Algo de luz en un panorama sombrío
La coincidencia es amplia en el diagnóstico: con 65 millones de personas desplazadas en el mundo, de las cuales 21 millones son refugiados, la crisis migratoria de hoy es el peor desastre humanitario de nuestro tiempo.
Pero las coincidencias se terminan ahí, en precisar con una cifra la dimensión de la tragedia. La razón de cómo y por qué se llegó a este desmadre es un debate incómodo -que tanto denuncia las culpas coloniales y extractivistas del capitalismo global como las responsabilidades de las dirigencias en los países de origen-, un debate muy vital en los ámbitos académicos, pero menos atendido por los gobiernos, urgidos como están por encontrar salidas a una crisis que todos los días les deja muertos en la puerta, conmueve a sus ciudadanos y pone en agenda una perturbadora discusión de fondo sobre ética y política que inquieta a los dirigentes.
Hace dos años, la foto de Aylan Kurdi, el bebe sirio encontrado muerto sobre la arena de una playa turca, sacudió la conciencia de Europa. Así titulaban los principales medios del continente. La imagen no aportaba novedades sobre la tragedia cotidiana, sólo la mostró de la manera más delicada y tal vez por eso mismo más desoladora, y se convirtió en el catalizador de todo el dolor y todas las indignaciones.
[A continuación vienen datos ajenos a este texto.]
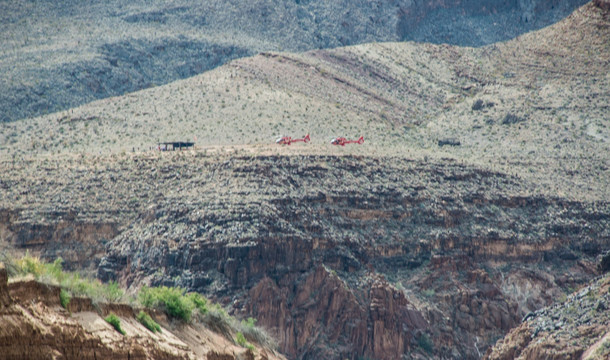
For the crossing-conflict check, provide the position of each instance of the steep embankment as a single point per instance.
(33, 325)
(55, 56)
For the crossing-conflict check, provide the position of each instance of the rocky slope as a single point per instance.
(34, 325)
(403, 245)
(576, 328)
(57, 56)
(339, 256)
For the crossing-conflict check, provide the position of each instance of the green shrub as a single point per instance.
(148, 322)
(72, 282)
(200, 302)
(114, 320)
(64, 298)
(241, 341)
(170, 299)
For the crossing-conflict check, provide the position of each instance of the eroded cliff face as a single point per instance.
(354, 256)
(576, 328)
(80, 243)
(33, 325)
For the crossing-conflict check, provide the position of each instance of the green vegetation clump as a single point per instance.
(148, 322)
(170, 299)
(64, 298)
(73, 283)
(241, 341)
(114, 320)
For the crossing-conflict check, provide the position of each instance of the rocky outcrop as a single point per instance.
(455, 251)
(80, 243)
(375, 320)
(576, 328)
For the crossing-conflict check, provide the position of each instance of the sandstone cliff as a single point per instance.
(33, 325)
(573, 328)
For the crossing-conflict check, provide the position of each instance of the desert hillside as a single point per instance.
(55, 56)
(479, 195)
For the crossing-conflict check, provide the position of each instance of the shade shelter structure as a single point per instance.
(175, 145)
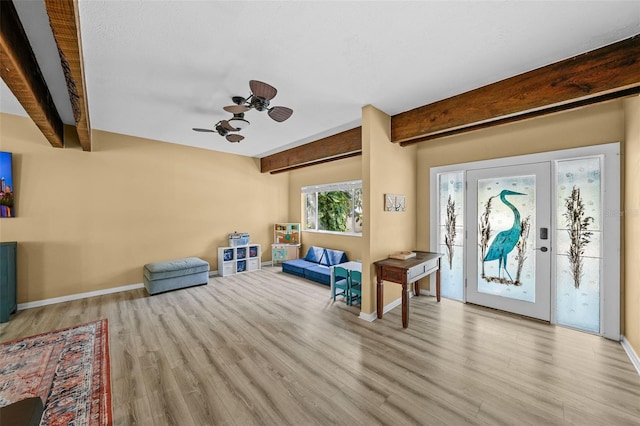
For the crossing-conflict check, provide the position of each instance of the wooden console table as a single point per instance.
(405, 272)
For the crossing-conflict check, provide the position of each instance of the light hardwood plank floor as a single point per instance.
(266, 348)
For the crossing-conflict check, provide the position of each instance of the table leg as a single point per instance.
(405, 306)
(380, 292)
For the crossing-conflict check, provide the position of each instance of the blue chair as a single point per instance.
(354, 291)
(340, 283)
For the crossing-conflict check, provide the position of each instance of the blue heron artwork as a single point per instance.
(506, 240)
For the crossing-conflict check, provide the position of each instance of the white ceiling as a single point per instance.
(156, 69)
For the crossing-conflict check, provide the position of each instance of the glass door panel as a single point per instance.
(451, 233)
(508, 208)
(579, 243)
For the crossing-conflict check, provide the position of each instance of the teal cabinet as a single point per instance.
(8, 297)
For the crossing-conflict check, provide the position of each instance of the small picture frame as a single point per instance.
(394, 203)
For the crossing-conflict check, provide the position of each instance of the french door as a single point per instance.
(508, 259)
(537, 235)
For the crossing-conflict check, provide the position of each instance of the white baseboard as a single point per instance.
(633, 356)
(61, 299)
(393, 304)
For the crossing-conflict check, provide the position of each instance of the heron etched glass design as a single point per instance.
(506, 208)
(579, 236)
(451, 234)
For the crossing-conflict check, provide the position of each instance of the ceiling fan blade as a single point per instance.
(280, 114)
(262, 90)
(234, 137)
(236, 109)
(226, 125)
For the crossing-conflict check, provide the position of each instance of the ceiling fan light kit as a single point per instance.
(259, 99)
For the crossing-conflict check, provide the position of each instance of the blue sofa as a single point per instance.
(315, 266)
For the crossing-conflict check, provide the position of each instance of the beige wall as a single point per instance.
(632, 223)
(332, 172)
(90, 221)
(387, 168)
(594, 125)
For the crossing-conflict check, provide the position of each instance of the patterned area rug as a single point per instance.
(68, 369)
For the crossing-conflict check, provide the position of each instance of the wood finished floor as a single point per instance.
(265, 348)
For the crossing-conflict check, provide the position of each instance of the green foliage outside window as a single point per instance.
(334, 209)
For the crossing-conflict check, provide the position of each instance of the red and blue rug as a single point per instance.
(68, 369)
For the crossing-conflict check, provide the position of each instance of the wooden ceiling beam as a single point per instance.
(20, 71)
(342, 145)
(65, 24)
(602, 74)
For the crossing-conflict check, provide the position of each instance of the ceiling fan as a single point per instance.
(259, 98)
(223, 128)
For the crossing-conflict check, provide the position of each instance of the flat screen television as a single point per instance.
(6, 186)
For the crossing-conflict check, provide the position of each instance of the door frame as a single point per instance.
(611, 222)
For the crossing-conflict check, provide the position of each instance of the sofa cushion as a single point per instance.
(318, 273)
(297, 266)
(175, 268)
(315, 254)
(333, 257)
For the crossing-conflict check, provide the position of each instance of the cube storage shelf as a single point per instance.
(286, 238)
(286, 233)
(235, 260)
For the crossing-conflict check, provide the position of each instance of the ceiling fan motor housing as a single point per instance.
(260, 104)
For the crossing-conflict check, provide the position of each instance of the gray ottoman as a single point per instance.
(174, 274)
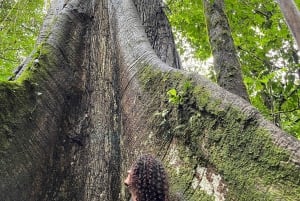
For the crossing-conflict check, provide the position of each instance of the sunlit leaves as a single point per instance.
(20, 22)
(266, 49)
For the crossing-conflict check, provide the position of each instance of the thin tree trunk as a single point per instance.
(95, 96)
(292, 17)
(226, 62)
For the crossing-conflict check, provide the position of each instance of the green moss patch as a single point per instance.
(219, 136)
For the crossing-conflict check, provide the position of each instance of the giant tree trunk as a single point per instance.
(94, 96)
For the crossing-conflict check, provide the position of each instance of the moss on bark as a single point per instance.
(220, 136)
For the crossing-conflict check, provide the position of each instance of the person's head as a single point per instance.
(147, 180)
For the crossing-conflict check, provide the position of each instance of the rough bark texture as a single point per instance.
(292, 17)
(94, 96)
(226, 62)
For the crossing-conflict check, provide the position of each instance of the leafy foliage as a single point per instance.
(269, 59)
(20, 21)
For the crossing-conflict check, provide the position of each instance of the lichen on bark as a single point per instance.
(222, 137)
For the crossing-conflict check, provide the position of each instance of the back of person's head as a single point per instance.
(149, 179)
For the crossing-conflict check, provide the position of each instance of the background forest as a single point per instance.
(266, 50)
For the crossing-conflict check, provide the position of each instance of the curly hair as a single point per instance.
(150, 180)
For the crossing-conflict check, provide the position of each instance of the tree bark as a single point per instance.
(226, 62)
(292, 17)
(94, 96)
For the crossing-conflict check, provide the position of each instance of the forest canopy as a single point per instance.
(265, 47)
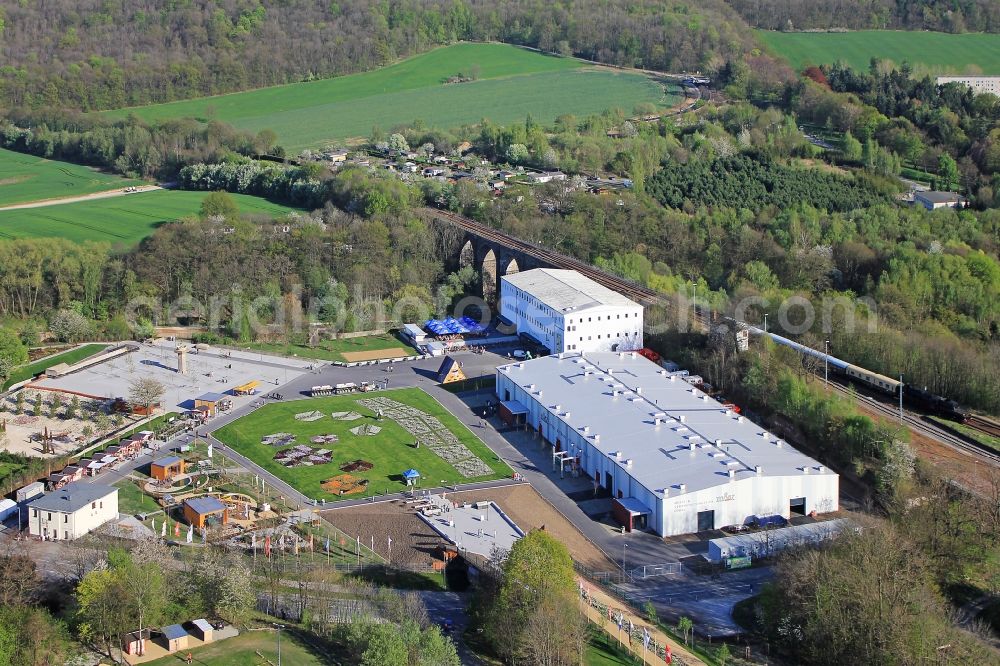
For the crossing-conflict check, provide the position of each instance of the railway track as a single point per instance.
(621, 285)
(983, 425)
(648, 296)
(921, 425)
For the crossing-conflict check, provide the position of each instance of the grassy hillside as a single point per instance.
(511, 83)
(121, 220)
(933, 51)
(25, 178)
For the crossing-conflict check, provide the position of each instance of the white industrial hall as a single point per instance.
(566, 311)
(674, 460)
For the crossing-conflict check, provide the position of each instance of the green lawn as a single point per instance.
(132, 500)
(332, 350)
(603, 651)
(243, 651)
(512, 83)
(391, 451)
(935, 51)
(26, 178)
(70, 357)
(122, 220)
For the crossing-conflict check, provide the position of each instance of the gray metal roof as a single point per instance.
(73, 497)
(620, 396)
(939, 197)
(204, 505)
(174, 631)
(565, 290)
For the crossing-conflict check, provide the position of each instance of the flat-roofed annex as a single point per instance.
(630, 409)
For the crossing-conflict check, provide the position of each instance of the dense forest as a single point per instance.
(941, 15)
(104, 54)
(741, 181)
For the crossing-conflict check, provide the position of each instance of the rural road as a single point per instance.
(120, 192)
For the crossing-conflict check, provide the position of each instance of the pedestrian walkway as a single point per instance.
(633, 632)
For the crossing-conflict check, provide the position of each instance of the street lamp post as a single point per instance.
(826, 363)
(280, 627)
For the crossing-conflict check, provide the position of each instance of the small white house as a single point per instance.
(547, 177)
(75, 510)
(932, 200)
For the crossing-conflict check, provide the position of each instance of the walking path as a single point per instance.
(120, 192)
(595, 603)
Aylan se volvió un clamor: si muchas veces la muralla más difícil de saltar es la indiferencia de la opinión pública, muchos gobiernos se enfrentan hoy a un problema distinto: las imágenes de muertos y deportados, de centros de refugiados calamitosos, de niños que mueren en los mares o desfallecen de hambre ante las puertas de ciudades opíparas producen fracturas internas: así como muchos europeos se han movilizado para dar refugio a los desamparados y presionan ante sus gobiernos en busca de respuestas públicas solidarias, muchos otros, preocupados por la escasez de trabajo, por los ejemplos fallidos de integración y por la amenaza del terrorismo, piden el endurecimiento de las fronteras y ponen el foco no en las culpas de Occidente, sino en las de los países de donde huyen las multitudes. Unos y otros se expresan en las urnas.
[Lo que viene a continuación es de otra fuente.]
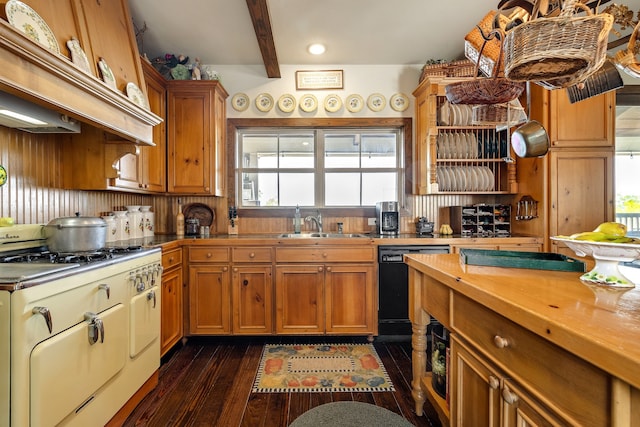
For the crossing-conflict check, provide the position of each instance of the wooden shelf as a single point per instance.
(441, 406)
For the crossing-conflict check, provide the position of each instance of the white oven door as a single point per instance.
(145, 320)
(66, 370)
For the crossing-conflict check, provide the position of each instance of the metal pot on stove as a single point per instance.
(76, 234)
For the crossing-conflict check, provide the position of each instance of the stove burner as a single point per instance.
(45, 256)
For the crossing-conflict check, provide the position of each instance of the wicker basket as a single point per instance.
(481, 90)
(560, 51)
(461, 68)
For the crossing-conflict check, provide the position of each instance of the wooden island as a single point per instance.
(527, 347)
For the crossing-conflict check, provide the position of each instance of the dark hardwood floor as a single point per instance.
(208, 381)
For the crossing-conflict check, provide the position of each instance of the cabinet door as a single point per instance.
(588, 123)
(581, 192)
(299, 299)
(252, 299)
(154, 159)
(209, 300)
(476, 389)
(171, 319)
(350, 299)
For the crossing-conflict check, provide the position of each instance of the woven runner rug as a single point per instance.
(321, 368)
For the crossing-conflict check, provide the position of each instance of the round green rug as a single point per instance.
(349, 414)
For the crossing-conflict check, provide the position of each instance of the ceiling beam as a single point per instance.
(262, 25)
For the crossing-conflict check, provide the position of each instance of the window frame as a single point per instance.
(404, 125)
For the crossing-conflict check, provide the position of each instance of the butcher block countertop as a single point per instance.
(555, 305)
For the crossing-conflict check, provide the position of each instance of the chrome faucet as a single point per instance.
(317, 219)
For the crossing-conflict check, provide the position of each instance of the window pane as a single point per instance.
(342, 189)
(377, 187)
(297, 151)
(297, 189)
(342, 151)
(379, 151)
(259, 151)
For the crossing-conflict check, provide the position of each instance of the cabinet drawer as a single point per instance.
(171, 258)
(325, 254)
(251, 254)
(208, 254)
(568, 384)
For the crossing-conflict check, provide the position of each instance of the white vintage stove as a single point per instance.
(79, 333)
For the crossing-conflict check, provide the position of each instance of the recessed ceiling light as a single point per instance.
(316, 49)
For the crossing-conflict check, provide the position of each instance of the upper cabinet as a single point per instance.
(104, 31)
(196, 137)
(451, 154)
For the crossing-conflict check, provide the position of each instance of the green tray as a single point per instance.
(516, 259)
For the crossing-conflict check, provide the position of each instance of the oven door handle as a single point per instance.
(44, 311)
(96, 328)
(152, 296)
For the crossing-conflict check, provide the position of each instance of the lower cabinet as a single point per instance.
(172, 283)
(209, 291)
(337, 297)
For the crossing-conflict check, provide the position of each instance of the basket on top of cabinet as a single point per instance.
(454, 155)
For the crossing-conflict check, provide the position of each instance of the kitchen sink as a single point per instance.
(321, 235)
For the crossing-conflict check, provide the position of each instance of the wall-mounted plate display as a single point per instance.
(376, 102)
(107, 74)
(264, 102)
(135, 94)
(240, 102)
(287, 103)
(399, 102)
(354, 103)
(308, 103)
(332, 103)
(31, 24)
(78, 57)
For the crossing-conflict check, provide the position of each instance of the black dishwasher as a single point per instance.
(393, 288)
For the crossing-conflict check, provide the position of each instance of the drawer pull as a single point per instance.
(500, 342)
(494, 383)
(509, 397)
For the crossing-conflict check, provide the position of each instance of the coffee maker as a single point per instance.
(387, 218)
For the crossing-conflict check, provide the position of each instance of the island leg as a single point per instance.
(418, 363)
A casi dos años de la foto de Aylan Kurdi, que motivó entonces promesas de generosidad, los titulares empiezan a cambiar ("De las lágrimas por Aylan al «no vengan a Europa»: las frases que retratan a la UE"): Italia anuncia que patrullará las aguas de Libia para reprimir en origen el éxodo que le llega hasta sus costas y una ministra danesa sugiere como solución que haya menos nacimientos en África. Lo resumió en una entrevista reciente la filósofa francesa Barbara Cassin: "Se acepta, en el plano de las políticas de Estado, que el Mediterráneo sea un cementerio".
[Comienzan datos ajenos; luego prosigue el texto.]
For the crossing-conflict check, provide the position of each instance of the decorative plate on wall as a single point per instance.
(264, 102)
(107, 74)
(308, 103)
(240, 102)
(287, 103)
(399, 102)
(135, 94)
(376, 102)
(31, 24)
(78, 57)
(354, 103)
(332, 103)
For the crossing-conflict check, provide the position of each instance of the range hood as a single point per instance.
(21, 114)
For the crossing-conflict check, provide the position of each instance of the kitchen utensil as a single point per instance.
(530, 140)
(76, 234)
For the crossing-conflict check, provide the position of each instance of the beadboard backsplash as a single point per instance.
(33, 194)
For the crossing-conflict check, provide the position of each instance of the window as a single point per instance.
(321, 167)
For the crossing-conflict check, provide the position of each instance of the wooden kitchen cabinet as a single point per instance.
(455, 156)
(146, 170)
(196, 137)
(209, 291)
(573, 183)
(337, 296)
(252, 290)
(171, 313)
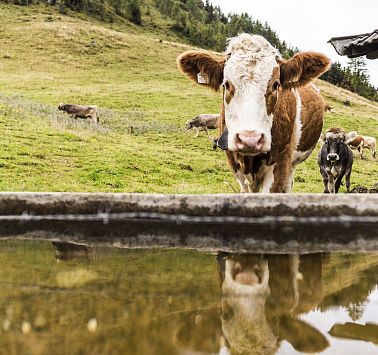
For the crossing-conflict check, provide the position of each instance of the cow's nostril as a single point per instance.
(250, 140)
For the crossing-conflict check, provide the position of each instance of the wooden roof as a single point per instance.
(357, 45)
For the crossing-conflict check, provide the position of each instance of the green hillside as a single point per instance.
(130, 73)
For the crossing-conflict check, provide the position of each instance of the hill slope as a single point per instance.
(140, 146)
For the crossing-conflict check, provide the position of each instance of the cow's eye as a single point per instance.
(276, 85)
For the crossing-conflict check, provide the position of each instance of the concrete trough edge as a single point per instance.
(235, 222)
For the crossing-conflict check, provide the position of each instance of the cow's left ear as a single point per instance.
(302, 68)
(202, 68)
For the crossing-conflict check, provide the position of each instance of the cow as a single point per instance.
(271, 116)
(204, 122)
(361, 142)
(370, 143)
(357, 143)
(335, 159)
(79, 111)
(262, 299)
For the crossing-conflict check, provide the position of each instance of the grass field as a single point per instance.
(131, 74)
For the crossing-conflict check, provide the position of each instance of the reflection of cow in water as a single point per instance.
(69, 251)
(261, 299)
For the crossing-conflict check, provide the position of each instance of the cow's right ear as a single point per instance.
(349, 137)
(202, 68)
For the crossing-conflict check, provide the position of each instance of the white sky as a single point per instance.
(308, 25)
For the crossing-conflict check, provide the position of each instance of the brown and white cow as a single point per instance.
(361, 142)
(271, 117)
(80, 111)
(204, 122)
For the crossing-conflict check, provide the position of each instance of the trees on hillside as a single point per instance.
(354, 77)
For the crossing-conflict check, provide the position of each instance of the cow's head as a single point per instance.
(334, 141)
(188, 125)
(252, 74)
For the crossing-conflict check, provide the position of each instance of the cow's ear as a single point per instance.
(349, 137)
(302, 68)
(202, 68)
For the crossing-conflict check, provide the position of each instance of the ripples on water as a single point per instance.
(59, 298)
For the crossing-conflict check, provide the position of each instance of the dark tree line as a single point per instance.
(207, 26)
(102, 9)
(354, 78)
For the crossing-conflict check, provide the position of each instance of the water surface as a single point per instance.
(59, 298)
Hace un mes, durante las jornadas Migrantes y Refugiados, que organizó el Ministerio de Cultura, el alcalde de un pequeño pueblito de Calabria, en Italia, puso luz en un panorama bien sombrío. Domenico Lucano recibe en Riace, desde hace años, cientos de refugiados. No los confinó en centros de acogida: les dio las casas que habían quedado cerradas cuando muchas familias se fueron del pueblo en busca de mejores horizontes (muchos vinieron a la Argentina y hasta aquí llegó el alcalde en años pasados para pedirles las llaves de sus viejos hogares). Riace, que se estaba convirtiendo en un pueblo fantasma, hoy volvió a abrir una escuela primaria, y viejos pobladores e inmigrantes trabajan juntos en talleres de artesanías, en panaderías y en pequeños comercios.
El año pasado, la revista Fortune incluyó al alcalde entre los 50 personajes más influyentes del mundo por su modelo de integración y destacó que el modelo de Riace ha sido analizado como posible solución a la crisis de refugiados en Europa. Domenico Lucano no está tan seguro de eso. Muy pocos políticos se han acercado a verlo desde entonces y, como escribió un editorialista del diario La Stampa, "nadie jamás le pidió una opinión sobre el problema de los inmigrantes al único que parecería haberlo resuelto".